Prof. Jian-Xun Wang joined the College of Engineering at the University of Notre Dame as an assistant professor in the Department of Aerospace and Mechanical Engineering in 2018. He received his bachelor degree in Naval Architecture and Ocean Engineering from the Harbin Institute of Technology in 2011 and completed his master’s program in Mechanical Engineering in 2013 from the same university. He joined the graduate program in the Department of Aerospace and Ocean Engineering at Virginia Tech in 2013 and received a master degree in Ocean Engineering and a Ph.D. degree in Aerospace Engineering in 2016 and 2017, respectively. Subsequently, he conducted postdoctoral research at the University of California, Berkeley. 
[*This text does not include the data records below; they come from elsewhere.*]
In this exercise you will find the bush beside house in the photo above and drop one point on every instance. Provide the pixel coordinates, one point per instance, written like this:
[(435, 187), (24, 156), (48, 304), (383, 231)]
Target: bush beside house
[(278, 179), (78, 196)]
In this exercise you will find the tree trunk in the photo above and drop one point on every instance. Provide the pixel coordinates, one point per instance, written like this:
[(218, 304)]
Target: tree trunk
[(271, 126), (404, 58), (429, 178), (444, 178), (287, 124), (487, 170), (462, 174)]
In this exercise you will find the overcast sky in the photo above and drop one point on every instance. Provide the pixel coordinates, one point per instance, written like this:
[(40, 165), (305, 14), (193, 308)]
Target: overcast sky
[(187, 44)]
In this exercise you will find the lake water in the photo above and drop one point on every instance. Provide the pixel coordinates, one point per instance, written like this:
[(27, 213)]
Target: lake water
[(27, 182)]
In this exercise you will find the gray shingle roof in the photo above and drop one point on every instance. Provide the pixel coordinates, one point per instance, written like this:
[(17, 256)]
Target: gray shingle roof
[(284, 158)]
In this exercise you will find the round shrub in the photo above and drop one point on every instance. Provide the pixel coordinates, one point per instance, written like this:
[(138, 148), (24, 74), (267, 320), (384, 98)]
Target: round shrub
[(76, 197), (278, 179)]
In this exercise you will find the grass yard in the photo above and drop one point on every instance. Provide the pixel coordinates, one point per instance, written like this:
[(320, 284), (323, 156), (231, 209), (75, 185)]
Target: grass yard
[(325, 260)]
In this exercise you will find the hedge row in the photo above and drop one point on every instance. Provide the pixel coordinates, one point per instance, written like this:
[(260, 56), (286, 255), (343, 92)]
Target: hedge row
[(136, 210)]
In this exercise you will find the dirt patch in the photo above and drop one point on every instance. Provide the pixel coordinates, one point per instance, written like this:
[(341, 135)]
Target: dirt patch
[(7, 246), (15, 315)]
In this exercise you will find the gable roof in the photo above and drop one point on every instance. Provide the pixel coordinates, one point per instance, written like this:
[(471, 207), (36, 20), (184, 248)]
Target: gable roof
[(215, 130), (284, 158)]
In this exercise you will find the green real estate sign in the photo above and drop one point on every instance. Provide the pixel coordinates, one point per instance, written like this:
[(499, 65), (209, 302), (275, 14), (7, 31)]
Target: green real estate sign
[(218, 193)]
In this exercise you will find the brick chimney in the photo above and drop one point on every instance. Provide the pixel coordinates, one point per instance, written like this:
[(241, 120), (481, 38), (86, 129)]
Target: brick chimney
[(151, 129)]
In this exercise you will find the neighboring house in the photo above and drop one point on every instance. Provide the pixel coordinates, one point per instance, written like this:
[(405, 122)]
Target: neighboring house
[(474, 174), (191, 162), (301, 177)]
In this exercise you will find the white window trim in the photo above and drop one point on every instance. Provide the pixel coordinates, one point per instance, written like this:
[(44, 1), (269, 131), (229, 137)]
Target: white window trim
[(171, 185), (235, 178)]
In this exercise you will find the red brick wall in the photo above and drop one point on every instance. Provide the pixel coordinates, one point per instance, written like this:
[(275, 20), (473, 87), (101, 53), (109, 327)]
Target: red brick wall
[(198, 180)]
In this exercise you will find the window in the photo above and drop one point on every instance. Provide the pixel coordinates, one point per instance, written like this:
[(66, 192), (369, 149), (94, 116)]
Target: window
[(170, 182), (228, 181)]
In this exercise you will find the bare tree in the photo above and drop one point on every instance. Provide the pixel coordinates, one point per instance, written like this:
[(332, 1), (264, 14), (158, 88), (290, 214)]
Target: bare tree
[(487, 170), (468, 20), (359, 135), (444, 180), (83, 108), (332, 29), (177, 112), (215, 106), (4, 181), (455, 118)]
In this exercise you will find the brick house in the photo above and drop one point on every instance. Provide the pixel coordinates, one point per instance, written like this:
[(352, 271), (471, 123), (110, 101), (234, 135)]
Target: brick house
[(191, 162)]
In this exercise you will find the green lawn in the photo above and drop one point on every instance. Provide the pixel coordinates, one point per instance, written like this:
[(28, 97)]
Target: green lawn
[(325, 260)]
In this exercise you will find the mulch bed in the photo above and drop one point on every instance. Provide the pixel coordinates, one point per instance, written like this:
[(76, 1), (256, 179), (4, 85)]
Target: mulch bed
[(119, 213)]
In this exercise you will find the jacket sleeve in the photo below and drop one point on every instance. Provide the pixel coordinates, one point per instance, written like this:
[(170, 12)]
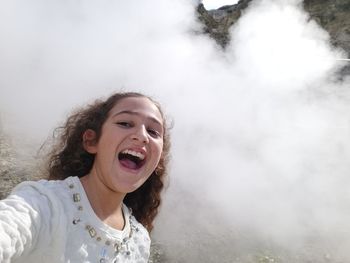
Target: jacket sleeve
[(21, 221)]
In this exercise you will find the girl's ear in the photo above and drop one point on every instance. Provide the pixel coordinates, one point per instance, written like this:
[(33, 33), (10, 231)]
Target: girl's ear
[(89, 141)]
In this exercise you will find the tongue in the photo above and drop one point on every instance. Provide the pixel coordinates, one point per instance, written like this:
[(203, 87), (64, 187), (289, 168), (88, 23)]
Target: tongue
[(128, 163)]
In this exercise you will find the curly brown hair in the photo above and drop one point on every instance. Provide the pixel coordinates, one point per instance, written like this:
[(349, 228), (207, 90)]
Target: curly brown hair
[(69, 158)]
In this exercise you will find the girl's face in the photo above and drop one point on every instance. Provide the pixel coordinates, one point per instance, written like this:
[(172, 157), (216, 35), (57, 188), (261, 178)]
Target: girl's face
[(130, 145)]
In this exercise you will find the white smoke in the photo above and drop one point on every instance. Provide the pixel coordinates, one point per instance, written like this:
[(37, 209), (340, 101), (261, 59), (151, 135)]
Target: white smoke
[(261, 137)]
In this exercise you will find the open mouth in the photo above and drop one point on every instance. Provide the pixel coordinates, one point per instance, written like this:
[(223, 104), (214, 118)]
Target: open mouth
[(131, 159)]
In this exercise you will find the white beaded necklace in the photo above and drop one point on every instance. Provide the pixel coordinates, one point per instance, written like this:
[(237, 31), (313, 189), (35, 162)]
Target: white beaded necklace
[(119, 247)]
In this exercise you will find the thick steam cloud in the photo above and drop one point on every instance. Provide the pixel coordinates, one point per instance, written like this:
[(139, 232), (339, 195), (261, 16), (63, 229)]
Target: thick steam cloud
[(261, 138)]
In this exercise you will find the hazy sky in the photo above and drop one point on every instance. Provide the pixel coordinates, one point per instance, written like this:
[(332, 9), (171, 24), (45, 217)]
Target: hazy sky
[(213, 4), (261, 137)]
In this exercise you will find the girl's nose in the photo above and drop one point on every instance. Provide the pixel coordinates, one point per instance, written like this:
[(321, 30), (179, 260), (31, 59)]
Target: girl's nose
[(141, 135)]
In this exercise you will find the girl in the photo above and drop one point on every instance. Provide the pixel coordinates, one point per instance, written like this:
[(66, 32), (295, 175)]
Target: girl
[(106, 172)]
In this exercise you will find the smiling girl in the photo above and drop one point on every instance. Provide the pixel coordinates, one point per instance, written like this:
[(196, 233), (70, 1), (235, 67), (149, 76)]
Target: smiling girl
[(106, 175)]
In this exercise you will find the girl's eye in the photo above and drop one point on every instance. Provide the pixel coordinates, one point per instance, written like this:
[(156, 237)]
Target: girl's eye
[(124, 124), (154, 133)]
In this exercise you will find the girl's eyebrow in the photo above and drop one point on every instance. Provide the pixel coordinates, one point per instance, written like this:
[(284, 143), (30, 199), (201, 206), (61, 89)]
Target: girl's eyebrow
[(155, 120)]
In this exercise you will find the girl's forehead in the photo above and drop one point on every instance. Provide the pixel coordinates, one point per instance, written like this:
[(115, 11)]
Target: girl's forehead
[(137, 105)]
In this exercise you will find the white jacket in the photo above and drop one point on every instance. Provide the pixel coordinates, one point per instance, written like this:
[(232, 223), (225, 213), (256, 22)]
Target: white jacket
[(52, 221)]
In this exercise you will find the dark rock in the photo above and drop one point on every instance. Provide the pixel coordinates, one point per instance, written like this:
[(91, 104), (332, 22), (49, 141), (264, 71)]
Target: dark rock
[(332, 15)]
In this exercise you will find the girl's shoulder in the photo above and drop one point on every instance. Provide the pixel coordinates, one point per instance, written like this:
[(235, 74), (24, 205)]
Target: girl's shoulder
[(50, 192)]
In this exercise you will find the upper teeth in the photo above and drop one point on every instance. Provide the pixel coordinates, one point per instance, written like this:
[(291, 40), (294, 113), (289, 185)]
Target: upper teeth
[(137, 154)]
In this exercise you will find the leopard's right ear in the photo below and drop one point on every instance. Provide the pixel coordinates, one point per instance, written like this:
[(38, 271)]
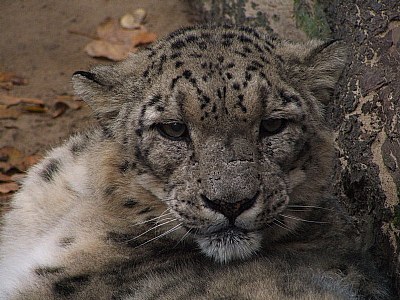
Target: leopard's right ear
[(96, 89)]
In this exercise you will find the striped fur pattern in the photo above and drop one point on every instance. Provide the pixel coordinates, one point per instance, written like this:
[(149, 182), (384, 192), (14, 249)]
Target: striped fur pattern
[(210, 155)]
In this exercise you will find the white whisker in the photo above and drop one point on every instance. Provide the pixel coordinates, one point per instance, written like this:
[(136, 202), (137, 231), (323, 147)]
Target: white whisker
[(161, 235), (302, 220), (282, 225), (309, 206), (183, 237), (152, 228), (153, 219)]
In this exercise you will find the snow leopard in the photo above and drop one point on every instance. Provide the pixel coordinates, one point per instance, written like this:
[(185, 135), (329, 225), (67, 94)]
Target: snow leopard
[(206, 176)]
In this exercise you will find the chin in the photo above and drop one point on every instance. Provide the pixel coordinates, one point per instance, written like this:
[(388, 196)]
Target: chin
[(229, 244)]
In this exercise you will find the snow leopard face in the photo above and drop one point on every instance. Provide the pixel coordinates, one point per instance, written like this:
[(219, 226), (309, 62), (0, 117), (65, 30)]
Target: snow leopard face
[(229, 123)]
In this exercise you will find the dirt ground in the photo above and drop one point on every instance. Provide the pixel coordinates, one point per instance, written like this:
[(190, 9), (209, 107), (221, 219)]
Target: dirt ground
[(44, 41), (35, 43)]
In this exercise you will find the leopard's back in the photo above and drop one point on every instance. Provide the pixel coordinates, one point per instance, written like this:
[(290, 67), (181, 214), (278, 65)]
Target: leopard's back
[(205, 179)]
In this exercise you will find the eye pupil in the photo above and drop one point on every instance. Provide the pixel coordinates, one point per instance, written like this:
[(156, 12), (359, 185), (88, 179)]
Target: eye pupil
[(272, 126), (173, 130)]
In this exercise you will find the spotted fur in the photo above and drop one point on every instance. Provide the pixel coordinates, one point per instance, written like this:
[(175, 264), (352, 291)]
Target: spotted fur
[(226, 210)]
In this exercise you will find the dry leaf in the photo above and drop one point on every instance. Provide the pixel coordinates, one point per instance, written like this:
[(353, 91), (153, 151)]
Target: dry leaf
[(11, 100), (6, 85), (115, 42), (5, 178), (6, 188), (11, 155), (12, 78), (18, 177), (9, 113), (108, 50), (144, 38), (63, 103), (28, 161), (72, 101), (4, 166), (134, 20), (35, 108)]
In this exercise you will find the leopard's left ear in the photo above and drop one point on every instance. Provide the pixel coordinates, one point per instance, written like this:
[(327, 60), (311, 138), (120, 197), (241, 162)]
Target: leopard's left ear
[(95, 87), (324, 66), (314, 65)]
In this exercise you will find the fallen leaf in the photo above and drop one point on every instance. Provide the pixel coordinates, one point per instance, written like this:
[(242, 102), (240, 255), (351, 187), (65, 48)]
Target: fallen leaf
[(116, 42), (72, 101), (12, 100), (9, 113), (34, 108), (134, 20), (6, 188), (12, 78), (108, 50), (28, 161), (11, 155), (18, 177), (144, 38), (6, 85), (4, 166), (5, 178)]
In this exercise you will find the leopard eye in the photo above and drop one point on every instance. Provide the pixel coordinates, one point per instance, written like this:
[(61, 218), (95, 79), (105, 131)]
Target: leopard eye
[(173, 131), (272, 126)]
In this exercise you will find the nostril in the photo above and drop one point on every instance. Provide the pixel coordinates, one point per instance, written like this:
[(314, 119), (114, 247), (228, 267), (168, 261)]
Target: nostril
[(211, 204), (228, 209)]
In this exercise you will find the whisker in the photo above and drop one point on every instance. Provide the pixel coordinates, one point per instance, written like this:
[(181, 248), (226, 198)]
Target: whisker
[(303, 220), (184, 236), (310, 206), (282, 225), (153, 219), (161, 235), (152, 228)]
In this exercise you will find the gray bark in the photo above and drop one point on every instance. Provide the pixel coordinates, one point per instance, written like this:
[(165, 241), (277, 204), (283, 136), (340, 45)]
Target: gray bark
[(366, 111)]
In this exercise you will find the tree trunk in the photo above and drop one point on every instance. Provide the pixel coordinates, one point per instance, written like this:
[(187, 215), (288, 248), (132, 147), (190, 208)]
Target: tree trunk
[(366, 117), (366, 111)]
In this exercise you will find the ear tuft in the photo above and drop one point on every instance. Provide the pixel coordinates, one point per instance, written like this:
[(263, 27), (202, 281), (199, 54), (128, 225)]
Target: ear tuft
[(325, 64), (88, 75)]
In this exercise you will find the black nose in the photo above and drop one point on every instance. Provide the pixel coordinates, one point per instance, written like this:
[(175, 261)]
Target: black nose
[(230, 210)]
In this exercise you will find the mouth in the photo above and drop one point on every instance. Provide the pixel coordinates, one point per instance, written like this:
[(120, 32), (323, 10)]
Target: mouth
[(230, 243)]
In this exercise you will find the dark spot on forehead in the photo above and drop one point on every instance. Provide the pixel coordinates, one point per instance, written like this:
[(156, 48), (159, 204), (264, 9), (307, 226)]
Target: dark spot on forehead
[(187, 74), (191, 38), (130, 202), (145, 210), (43, 271), (287, 98), (178, 44), (244, 39), (175, 55), (70, 285), (155, 99), (52, 168), (236, 86)]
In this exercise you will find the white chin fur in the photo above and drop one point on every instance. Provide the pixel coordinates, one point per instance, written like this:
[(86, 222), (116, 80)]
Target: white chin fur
[(230, 245)]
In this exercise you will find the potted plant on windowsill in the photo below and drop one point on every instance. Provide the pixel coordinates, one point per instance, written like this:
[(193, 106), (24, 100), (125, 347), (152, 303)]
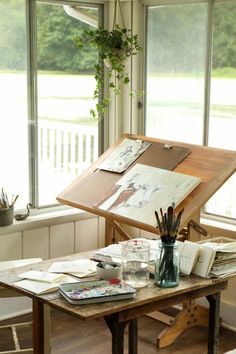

Prof. Wang has a multidisciplinary research background, cutting cross scientific machine learning, data assimilation, Bayesian inference, uncertainty quantification, and computational mechanics. In particular, his research focus is at the interface of physics-informed deep learning, data-driven modeling, scientific computing, and physics-based computational mechanics. He has (co-) led research projects sponsored by multiple agencies, including NSF, ONR, AFSOR, DARPA, CICP, etc. Dr. Wang received the 2021 NSF CAREER Award, 2023 ONR YIP Award, and the 2022 Top 10 Outstanding Chinese American Youth Award. Dr. Wang also serves on the editorial board of Nature Scientific Report, and he is a member-at-large of the US. Association of Computational Mechanics (USACM) Technical Thrust Area on Uncertainty Quantification and Technical Thrust Area on Data-Driven Modeling.

Relevant Energy Publications
  1. Wang, Jian-Xun, Jin-Long Wu, and Heng Xiao. "Physics-informed machine learning approach for reconstructing Reynolds stress modeling discrepancies based on DNS data." Physical Review Fluids 2, no. 3 (2017): 034603.
  2. Gao, Han, and Jian-Xun Wang. "A Bi-fidelity ensemble kalman method for PDE-constrained inverse problems in computational mechanics." Computational Mechanics 67, no. 4 (2021): 1115-1131.
  3. Gao, Han, Luning Sun, and Jian-Xun Wang. "Super-resolution and denoising of fluid flow using physics-informed convolutional neural networks without high-resolution labels." Physics of Fluids 33, no. 7 (2021): 073603.
  4. Liu, Xin-Yang, and Jian-Xun Wang. "Physics-informed Dyna-style model-based deep reinforcement learning for dynamic control." Proceedings of the Royal Society A 477, no. 2255 (2021): 20210618.
  5. Xiao, Heng, J-L. Wu, J-X. Wang, Rui Sun, and C. J. Roy. "Quantifying and reducing model-form uncertainties in Reynolds-averaged Navier–Stokes simulations: A data-driven, physics-informed Bayesian approach." Journal of Computational Physics 324 (2016): 115-136.